Check out our full list of available hitters here.
Hank Blalock is healthy, hit 25 homers last season and has Scott Boras representing him, but he still couldn't find a major league job after the Rays assigned him to the minors. Blalock figures to contribute to the Rays at some point this season even though this is not the route he wanted to take. But Blalock's trouble finding a job shows that another Scott Boras client doesn't have it easy.
Joe Crede turns 32 in April, which makes him two and a half years older than Blalock. Crede underwent surgery in September because of a herniated disk in his back. He has since recovered and was throwing and hitting a month ago, but teams haven't forgotten the back, shoulder, hand, knee and hamstring injuries Crede struggled with last year.
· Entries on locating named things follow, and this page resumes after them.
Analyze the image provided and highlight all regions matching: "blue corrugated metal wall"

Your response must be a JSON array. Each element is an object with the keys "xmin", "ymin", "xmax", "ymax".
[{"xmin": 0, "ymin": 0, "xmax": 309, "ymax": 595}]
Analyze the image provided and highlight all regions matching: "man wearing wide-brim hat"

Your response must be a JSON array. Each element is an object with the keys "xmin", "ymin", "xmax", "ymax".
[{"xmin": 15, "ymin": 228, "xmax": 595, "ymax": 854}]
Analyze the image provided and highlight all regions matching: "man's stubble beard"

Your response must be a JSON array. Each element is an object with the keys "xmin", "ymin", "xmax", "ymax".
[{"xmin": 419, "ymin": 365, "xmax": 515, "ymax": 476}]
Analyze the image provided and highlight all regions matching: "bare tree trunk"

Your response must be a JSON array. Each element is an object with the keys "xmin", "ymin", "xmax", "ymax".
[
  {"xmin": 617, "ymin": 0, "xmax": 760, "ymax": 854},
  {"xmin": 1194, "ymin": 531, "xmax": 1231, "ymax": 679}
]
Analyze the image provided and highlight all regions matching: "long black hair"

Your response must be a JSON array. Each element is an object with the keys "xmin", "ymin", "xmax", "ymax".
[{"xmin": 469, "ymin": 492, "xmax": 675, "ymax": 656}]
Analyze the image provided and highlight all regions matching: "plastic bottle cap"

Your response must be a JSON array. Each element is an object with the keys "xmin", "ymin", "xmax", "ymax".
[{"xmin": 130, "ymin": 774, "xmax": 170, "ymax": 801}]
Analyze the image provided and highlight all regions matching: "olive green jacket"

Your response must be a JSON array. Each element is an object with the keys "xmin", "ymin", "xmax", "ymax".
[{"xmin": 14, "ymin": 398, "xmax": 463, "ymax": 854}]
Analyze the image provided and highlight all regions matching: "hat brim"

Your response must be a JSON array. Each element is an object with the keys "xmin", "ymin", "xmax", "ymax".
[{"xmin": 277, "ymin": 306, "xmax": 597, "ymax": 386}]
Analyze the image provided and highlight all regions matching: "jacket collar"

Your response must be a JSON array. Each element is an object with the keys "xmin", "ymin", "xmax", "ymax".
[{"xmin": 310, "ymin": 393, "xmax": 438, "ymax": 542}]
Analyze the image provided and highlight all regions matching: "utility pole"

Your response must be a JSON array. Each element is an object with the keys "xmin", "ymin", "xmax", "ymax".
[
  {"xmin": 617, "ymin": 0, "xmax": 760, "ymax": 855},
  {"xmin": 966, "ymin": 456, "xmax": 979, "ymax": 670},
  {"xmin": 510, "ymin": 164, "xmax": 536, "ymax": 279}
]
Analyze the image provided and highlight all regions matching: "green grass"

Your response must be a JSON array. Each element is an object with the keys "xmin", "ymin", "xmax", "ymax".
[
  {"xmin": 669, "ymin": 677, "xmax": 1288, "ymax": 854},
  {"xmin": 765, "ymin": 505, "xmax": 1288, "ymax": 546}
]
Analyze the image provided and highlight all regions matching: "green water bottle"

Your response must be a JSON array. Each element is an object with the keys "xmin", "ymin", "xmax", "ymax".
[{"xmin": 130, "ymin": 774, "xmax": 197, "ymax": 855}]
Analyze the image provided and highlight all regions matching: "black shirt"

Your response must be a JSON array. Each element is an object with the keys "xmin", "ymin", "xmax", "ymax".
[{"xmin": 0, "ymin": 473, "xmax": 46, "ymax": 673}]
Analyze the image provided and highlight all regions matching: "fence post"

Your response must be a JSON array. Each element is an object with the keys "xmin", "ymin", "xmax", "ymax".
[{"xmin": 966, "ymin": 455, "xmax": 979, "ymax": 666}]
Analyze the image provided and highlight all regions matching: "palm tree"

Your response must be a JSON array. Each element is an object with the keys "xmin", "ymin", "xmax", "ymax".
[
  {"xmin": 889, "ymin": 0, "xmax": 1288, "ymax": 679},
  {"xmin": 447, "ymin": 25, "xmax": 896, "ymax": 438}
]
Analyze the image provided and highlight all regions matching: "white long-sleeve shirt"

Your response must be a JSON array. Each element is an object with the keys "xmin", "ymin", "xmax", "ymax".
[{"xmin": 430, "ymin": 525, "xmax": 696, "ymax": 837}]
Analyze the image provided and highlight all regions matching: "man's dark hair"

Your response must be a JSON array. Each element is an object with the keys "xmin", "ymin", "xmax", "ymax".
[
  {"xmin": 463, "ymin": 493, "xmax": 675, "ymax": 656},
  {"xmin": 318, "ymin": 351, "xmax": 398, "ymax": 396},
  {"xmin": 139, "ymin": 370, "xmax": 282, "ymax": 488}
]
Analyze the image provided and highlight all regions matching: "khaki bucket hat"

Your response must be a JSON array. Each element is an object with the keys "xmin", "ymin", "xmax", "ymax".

Crede's bat is comparable to Blalock's at this point. Blalock appeared in more games than Crede, picked up 128 more plate appearances and hit ten more homers, but Crede's rate stats (.225/.289/.414) resemble Blalock's (.234/.277/.459).
Even though Crede is older, more injury-prone and no more productive at the plate, Boras can point to Crede's defense. Every year since 2002, when data became available, UZR has ranked Crede as an above-average defender at third and he has defended particularly well in recent years.
If Blalock can't find a job now, it's unlikely that Crede can. It's hard to imagine Boras and Crede finding a guaranteed contract now, when roster spots are at a premium. But if Crede proves his health in workouts, he could become an attractive mid-season option for risk-taking GMs in search of a cheap third baseman who can play defense and add a little power.